= Neural Audio Corporation =

Audio research company in Kirkland, Washington

Neural Audio Corporation was an audio research company based in Kirkland, Washington.

The company specialized in high-end audio research. It helped XM Satellite Radio launch their service using the Neural Codec Pre-Conditioner, which was designed to provide higher quality audio at lower bitrates.

==History==
The company was co-founded by two audio engineers, Paul Hubert and Robert Reams in 2000.

In 2009 the company was acquired by DTS Inc. for $15 million in cash.

== Products ==
Neural was mostly known for its work in the field of audio processing and its "Neural Surround" sound format. ESPN, FOX, NBC, CBS, Sony, Universal, Warner Bros, THX, Yamaha, Pioneer Electronics, Ford, Honda, Nissan, Vivendi and SiriusXM were partners and customers in connection with sound for movies, broadcasting applications, music reproduction and video games.

"Neural Surround" is a technology similar to MPEG Surround, where a 5.1 stream is downmixed into stereo than recovered using cues - encoded into the downmixed stereo. NPR participated in a trial of the "Neural Surround" technology in 2004, using the Harris NeuStar 5225. XM HD Surround was based on the same technology.
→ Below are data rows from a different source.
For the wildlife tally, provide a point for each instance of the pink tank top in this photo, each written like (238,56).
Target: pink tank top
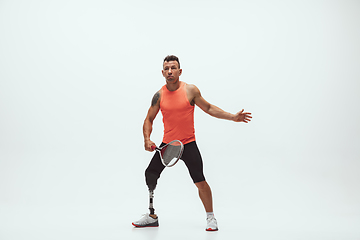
(178,115)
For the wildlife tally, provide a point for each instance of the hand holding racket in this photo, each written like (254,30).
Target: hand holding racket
(170,153)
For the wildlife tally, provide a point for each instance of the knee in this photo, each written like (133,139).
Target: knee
(203,185)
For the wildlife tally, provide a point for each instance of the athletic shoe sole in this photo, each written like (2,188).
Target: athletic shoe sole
(149,225)
(211,230)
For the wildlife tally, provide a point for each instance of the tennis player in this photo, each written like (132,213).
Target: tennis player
(177,100)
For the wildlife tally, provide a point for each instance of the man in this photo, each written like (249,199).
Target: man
(177,101)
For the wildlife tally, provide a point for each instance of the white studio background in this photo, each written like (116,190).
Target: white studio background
(77,78)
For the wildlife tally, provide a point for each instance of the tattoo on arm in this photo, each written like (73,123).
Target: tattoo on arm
(155,99)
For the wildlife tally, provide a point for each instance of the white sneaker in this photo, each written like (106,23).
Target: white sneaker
(211,224)
(147,221)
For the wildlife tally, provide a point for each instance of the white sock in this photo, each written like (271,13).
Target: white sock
(208,214)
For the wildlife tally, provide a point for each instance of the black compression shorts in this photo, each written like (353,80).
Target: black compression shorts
(191,157)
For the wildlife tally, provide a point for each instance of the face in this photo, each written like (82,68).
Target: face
(171,71)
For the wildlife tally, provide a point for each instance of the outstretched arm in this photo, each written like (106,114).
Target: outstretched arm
(216,111)
(148,122)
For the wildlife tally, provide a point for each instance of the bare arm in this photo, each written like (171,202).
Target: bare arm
(216,111)
(148,122)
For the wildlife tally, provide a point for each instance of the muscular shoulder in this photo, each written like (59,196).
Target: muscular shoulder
(192,92)
(192,89)
(156,98)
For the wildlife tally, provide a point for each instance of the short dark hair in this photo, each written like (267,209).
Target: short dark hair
(169,58)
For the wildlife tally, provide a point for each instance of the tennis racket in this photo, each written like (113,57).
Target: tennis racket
(170,153)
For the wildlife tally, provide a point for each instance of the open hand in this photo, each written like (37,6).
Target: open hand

Neural provides its "Codec Pre-Conditioner" in at least two types of devices, a "NeuStar UltraLink digital radio audio conditioner" built as a physical device and a "Neustar SW4.0" built as a piece of software on Windows XP. Manual of the software indicates that the pre-conditioner works by analyzing noise in each frequency bin and masking them to not exceed predefined limits, so that they would not overwhelm a codec.

Harris Broadcast acted as a redistributor of Neural technology.